Whilst many employees are currently working from home, for employees who cannot work from home and need to travel to work this bout of bad weather is likely to cause disruption. Employers should review their adverse weather policy and circulate a copy to employees explaining the employer’s expectations during snow and ice.
Whilst employers may wish to encourage employees to make all reasonable efforts to attend work, a balance needs to be struck with the ensuring the health and safety of employees travelling to work in adverse weather. It is therefore important that employers stay up to date with the Met Office weather forecast, any weather warnings and local travel advice; ensuring that they do not deviate from the official advice given e.g. regarding travel.
Employers should communicate their policy to employees; which may include:
- Requiring employees to communicate with their managers as soon as possible if they will be late or unable to attend work.
- Allowing employees to come in later and leave earlier than usual.
- Allowing employees to make up lost time at a later date.
- Confirm the position on pay for ‘snow days’. There is no automatic right to be paid if employees are unable to attend work however, if employees have historically been paid for ‘snow days’ this could create a custom and practice to be paid for such days.

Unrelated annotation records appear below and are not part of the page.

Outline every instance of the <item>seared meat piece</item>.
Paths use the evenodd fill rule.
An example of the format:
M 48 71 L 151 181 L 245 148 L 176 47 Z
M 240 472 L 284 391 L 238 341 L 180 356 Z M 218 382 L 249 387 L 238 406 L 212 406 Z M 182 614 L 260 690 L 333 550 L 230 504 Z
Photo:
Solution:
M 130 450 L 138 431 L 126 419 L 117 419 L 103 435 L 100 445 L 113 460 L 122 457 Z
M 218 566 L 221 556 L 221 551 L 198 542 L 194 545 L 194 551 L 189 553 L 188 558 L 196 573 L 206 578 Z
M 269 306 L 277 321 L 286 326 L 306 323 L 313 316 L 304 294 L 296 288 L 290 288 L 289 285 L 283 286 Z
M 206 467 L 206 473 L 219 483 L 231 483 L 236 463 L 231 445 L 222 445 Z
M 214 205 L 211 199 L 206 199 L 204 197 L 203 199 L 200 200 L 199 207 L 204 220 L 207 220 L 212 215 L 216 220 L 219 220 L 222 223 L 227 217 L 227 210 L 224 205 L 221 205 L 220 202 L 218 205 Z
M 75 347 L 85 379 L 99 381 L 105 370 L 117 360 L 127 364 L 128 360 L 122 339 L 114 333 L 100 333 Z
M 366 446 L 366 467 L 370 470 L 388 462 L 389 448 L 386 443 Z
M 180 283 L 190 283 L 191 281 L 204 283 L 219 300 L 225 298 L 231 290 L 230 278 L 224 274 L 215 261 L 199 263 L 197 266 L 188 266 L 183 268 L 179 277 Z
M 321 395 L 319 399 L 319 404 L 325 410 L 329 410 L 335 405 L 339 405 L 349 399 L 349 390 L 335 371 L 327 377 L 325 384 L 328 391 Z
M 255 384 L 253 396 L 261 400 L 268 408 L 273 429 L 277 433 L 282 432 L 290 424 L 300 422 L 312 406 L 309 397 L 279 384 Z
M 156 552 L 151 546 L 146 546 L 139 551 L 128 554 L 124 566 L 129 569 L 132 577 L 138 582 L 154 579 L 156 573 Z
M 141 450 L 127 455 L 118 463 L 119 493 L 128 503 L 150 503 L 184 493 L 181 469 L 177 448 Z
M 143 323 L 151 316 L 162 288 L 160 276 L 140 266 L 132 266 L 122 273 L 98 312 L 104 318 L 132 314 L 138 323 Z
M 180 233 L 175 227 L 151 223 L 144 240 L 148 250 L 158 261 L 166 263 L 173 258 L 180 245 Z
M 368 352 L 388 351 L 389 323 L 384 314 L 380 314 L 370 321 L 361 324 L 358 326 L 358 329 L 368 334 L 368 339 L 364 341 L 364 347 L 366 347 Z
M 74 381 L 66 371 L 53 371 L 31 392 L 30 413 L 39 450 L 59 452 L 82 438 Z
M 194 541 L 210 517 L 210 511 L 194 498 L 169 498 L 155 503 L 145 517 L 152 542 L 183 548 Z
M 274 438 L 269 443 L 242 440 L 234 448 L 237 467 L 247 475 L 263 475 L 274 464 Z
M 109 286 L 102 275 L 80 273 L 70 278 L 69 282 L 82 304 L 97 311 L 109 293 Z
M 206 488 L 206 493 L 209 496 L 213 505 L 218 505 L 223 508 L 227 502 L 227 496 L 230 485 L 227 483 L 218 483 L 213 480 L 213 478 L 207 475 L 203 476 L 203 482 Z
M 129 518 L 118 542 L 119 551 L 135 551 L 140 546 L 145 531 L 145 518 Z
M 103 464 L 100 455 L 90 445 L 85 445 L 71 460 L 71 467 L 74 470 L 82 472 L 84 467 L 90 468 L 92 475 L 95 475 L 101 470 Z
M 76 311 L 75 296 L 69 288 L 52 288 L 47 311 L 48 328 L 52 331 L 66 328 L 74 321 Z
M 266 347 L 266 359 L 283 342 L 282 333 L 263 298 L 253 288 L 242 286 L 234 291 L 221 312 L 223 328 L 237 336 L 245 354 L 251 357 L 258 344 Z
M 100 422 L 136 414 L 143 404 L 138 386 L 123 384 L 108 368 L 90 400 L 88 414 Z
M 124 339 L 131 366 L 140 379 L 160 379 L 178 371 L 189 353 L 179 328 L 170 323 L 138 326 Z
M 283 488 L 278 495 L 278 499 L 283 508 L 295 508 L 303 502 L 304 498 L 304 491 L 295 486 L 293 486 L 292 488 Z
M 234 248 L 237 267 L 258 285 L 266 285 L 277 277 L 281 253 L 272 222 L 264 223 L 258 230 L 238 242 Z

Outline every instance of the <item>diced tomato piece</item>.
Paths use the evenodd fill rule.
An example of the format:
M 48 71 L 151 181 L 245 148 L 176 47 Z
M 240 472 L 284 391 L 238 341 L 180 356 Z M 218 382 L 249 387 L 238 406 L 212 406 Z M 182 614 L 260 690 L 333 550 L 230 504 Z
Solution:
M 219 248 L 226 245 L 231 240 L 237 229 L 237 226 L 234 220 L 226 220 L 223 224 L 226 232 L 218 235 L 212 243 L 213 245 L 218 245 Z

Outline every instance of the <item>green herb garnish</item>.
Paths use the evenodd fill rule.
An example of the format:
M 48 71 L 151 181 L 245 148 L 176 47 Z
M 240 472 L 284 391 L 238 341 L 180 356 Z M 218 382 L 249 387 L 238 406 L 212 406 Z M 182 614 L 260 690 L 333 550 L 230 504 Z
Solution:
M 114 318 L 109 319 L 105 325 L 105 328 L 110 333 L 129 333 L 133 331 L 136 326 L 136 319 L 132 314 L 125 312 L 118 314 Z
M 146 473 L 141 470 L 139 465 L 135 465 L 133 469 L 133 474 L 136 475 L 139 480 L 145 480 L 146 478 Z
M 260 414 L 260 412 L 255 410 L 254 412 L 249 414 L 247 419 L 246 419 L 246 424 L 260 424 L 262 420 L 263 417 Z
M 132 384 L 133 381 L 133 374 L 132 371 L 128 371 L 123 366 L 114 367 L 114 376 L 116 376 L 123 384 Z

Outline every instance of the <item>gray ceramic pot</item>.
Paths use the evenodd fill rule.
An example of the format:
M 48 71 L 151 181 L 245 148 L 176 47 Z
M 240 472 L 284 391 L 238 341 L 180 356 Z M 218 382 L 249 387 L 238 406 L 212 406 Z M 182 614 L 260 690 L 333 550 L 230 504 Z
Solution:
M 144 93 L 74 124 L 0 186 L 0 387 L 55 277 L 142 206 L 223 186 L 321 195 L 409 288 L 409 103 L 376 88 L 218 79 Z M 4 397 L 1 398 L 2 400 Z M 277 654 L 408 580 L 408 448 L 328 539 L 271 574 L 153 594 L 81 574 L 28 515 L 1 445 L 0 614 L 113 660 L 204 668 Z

An alternative may be to allow employees to take time off as unpaid leave or annual leave. If however the workplace closes employees are entitled to be paid.
- Where employees are affected by the closure of schools or nurseries employees may have childcare difficulties preventing them attending work. In which case, an employer should be aware that employees have a statutory right to take reasonable time off to care for dependents. Such leave is unpaid (subject to the contrary being stated in the contract or policy). Employees should not be forced to take their annual leave to care for dependants, albeit they can elect to do so.
- Of course, some employees may take advantage and use the bad weather as an excuse to stay at home. If an employer has reason to believe this is not genuine, this should be investigated and consideration given to whether disciplinary action should be commenced.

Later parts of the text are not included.